Une comète interstellaire originaire de l’extérieur de notre système solaire vient de faire son passage le plus proche du soleil, s’éclairant de façon spectaculaire et rapide. La raison de cette activité soudaine et extrême intrigue actuellement les scientifiques.
Un inconnu dans le quartier
Le dernier visiteur de notre coin de la galaxie a été repéré pour la première fois le 1er juillet 2025 par des astronomes et officiellement nommé comète 3I/ATLAS. Il s'agit seulement de la troisième comète interstellaire jamais enregistrée et elle a été calculée pour suivre une trajectoire qui la rapprocherait du soleil sans y plonger.
Alors que l’objet s’approchait de son point le plus proche de notre étoile (périhélie), l’immense éblouissement solaire a rendu pratiquement impossible sa visualisation par les télescopes terrestres. Les astronomes se sont donc tournés vers les observatoires solaires spatiaux comme SOHO, STEREO-A et GOES-19 pour garder un œil vigilant.
Dans un article publié sur le arXiv serveur de préimpression, les chercheurs ont confirmé qu'à mesure que la comète se rapprochait du soleil, son éclaircissement s'accélérait fortement. Cette poussée était plus extrême que jamais observée chez une comète auparavant. Ces corps glacés s’éclaircissent généralement lentement à mesure qu’ils se réchauffent. La comète est également apparue bleue, ce qui a surpris les scientifiques, car les comètes sont généralement rouges à cause de la poussière réfléchissant la lumière du soleil.
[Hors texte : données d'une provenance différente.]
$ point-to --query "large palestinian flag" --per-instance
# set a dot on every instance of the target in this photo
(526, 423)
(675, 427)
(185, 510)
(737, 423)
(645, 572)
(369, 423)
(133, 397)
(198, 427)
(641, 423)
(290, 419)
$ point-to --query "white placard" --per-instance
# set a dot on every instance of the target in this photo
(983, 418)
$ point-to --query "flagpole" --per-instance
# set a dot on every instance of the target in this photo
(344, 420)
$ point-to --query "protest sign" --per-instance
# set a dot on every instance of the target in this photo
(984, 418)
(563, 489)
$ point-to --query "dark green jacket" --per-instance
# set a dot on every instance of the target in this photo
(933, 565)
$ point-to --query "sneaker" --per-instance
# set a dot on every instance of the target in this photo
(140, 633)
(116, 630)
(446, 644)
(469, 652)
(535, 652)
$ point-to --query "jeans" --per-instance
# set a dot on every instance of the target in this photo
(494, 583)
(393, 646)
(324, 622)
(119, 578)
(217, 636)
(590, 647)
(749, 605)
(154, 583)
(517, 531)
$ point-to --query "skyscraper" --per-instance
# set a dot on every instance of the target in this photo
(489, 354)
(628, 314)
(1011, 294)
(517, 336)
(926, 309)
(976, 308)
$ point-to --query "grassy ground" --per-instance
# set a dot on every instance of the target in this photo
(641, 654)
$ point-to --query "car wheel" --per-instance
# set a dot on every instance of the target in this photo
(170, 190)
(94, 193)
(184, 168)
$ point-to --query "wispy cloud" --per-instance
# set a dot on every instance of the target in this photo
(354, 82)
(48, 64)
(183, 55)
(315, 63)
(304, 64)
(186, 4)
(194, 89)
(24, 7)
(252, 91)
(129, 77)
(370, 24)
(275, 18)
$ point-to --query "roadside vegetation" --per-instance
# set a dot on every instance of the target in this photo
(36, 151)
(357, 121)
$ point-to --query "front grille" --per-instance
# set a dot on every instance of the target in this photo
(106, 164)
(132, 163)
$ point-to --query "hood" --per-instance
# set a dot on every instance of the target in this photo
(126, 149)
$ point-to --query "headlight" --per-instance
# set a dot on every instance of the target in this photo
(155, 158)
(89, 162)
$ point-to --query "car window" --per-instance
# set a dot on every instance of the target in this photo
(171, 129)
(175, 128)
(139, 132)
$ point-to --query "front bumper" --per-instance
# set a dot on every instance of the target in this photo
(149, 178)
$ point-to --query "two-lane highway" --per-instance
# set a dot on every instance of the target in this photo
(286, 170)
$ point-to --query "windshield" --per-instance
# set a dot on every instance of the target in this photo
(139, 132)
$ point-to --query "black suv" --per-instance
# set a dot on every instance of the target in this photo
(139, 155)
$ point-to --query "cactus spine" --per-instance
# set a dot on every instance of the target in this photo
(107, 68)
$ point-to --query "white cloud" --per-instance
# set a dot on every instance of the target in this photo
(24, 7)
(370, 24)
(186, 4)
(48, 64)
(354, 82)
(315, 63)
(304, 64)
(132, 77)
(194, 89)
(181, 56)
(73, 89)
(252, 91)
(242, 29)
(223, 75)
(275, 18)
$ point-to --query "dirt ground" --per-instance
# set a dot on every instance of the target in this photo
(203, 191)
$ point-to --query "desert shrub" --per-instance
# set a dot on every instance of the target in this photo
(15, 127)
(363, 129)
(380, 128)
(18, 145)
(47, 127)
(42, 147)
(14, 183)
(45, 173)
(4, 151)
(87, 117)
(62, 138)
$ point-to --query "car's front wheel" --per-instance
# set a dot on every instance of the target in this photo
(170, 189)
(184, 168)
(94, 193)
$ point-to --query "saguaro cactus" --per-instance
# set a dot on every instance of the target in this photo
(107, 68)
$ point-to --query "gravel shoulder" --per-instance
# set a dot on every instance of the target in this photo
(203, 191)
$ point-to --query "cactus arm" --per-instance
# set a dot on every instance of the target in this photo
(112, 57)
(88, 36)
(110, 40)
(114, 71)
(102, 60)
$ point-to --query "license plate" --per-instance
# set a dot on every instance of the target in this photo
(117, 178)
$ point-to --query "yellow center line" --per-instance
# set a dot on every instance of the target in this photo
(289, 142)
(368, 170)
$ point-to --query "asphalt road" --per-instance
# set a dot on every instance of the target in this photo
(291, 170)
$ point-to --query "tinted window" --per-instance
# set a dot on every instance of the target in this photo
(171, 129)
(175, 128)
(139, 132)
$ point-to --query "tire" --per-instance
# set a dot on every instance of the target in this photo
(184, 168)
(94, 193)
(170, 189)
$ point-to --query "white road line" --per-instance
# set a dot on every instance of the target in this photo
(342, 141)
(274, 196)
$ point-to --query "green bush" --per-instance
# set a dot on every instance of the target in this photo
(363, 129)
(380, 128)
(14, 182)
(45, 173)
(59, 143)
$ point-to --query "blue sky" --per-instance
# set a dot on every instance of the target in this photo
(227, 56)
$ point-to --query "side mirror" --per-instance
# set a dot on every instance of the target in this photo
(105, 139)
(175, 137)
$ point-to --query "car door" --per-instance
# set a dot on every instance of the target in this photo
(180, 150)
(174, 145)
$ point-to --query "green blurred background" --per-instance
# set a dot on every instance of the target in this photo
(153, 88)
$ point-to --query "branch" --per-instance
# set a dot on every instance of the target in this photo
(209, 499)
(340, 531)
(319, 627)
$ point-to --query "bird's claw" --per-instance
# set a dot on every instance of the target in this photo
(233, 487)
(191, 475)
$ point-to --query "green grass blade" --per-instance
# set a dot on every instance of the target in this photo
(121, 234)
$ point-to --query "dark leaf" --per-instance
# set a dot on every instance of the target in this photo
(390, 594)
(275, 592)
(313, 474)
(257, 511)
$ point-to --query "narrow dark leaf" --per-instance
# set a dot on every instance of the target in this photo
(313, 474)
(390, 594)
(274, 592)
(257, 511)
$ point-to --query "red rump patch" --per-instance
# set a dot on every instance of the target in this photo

« Notre analyse rapide de ces données indique que la comète émergera probablement de la conjonction beaucoup plus brillante qu'à son entrée, avec une magnitude V géocentrique extrapolée d'environ 9 au périhélie, peut-être due à une émission de gaz visible et importante », ont écrit les chercheurs dans leur article.
À la recherche de réponses
Même si les causes du comportement extrême de la comète sont déconcertantes, les auteurs de l'étude proposent quelques raisons possibles. Premièrement, l’éclaircissement pourrait avoir été causé par une poussée massive de gaz émanant de la comète. Ceci est corroboré par le fait que la lumière du gaz était bleue et suffisamment forte pour maîtriser la réflexion de la poussière. La couleur est un signe révélateur de molécules comme le carbone qui brillent intensément lorsqu’elles sont chauffées par le soleil.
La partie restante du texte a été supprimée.